As the software industry moved from the waterfall development methodology to agile, the role of research scientists (known as data scientist today) also evolved in the last fifteen years. Their work was limited to the design phase of the analytical solution development cycle in the former model. It involved understanding the patterns in the data and using them to design algorithm for solving business problems. Then, the data sources were limited in their scope and size. The exploratory data analysis was a relatively simple task and in most cases, was done in isolation without the direct involvement of business users.
With the explosion in data, the complexity of understanding the patterns in the data has increased significantly. The data sanity is not a trivial problem to solve while studying stable relationships in the data.

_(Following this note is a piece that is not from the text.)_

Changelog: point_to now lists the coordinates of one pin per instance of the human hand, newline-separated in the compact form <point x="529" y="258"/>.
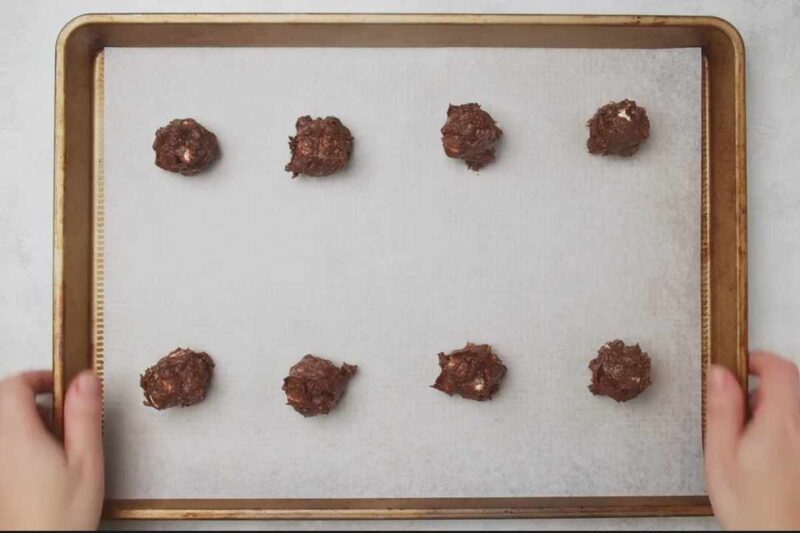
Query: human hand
<point x="44" y="485"/>
<point x="753" y="468"/>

Today, data scientists spend a considerable amount of time in ETL (Extract, Transform and Load) processes to convert the data into usable data formats. They work with the business users across multiple stages to understand the various fields in the available data and their business implications. As a result, they appreciate the real-world limitations that could prevent the generation of clean data. At this stage, data scientists work towards defining the aggregable approximations to maintain the sanity of the data.
The next stage is exploratory data analysis. It requires sharing of the interim information with the business users and formalizing relationships in the data. It leads to a direct discussion between the data scientist, product developer as well as the final business user in some cases. After the exploratory data analysis, the subsequent step is to develop algorithms for predictive modeling.
In the past, predictive data modeling was done before the actual design phase and was called building a prototype with dummy data. In today’s business environment, for predictive data modeling, data scientists review the results using actual data sets from multiple business environments by conducting tests with the help of analytical quality assurance engineers in a test environment. The iterative process also involves analytical software developers, who work with the data scientist to code the actual algorithm in an iterative manner. Whereas, the data scientists review the final results. Thus, data scientists are not only involved in building prototypes but in the entire Solution Development and Quality Assurance cycle with actual data after accounting for multiple business conditions.
The stage after software development is pilot deployment. In this phase, data scientists are responsible for the pilot deployments of the analytical solutions for the first few clients. Earlier, Data Scientists were not directly involved in this phase unless there was a major data condition that was not accounted for in the algorithm. At present, data scientists proactively look at the business results in the pilot deployment phase, working alongside the product development teams for potential enhancements based on actual results. In extreme cases, data scientists also explain to the clients the final results as well as the logic behind the algorithm, which are otherwise difficult to understand.
After the pilot phase, the actual deployment of the analytical solutions begins for the wider client base. In the past, data scientists would move to the next project, once the pilot was over and the actual deployment began. During the deployment stage, there are high possibilities of a new data condition emerging that is not accounted for and needs mitigation. Data scientists need to work with the quality assurance team, which conducts the impact analysis by deploying new algorithm across multiple clients in the test environment, to understand what the results mean and make amends. They require to also, in turn, working along with the product development and technology teams to fine-tune the algorithm before it goes for the final deployment. On an ongoing basis, there could be possibilities of actual algorithm either needing an enhancement or explanations for better understanding. In such cases, data scientist will work with analytical support teams to help the clients use the analytical solutions by building FAQs for responding to common questions by the business users. Data Scientists can play an imperative role in enabling the analytical support teams to understand the solution and develop internal tools and techniques to help the client with its usage. Last but not the least, in some cases, data scientists are involved in the sales cycle as well, supporting in concept selling to the early adopters of the solutions.
Evidently, the role of the data scientist is evolving and will be pivotal in building analytical solutions, right from the sales to ongoing support of these solutions.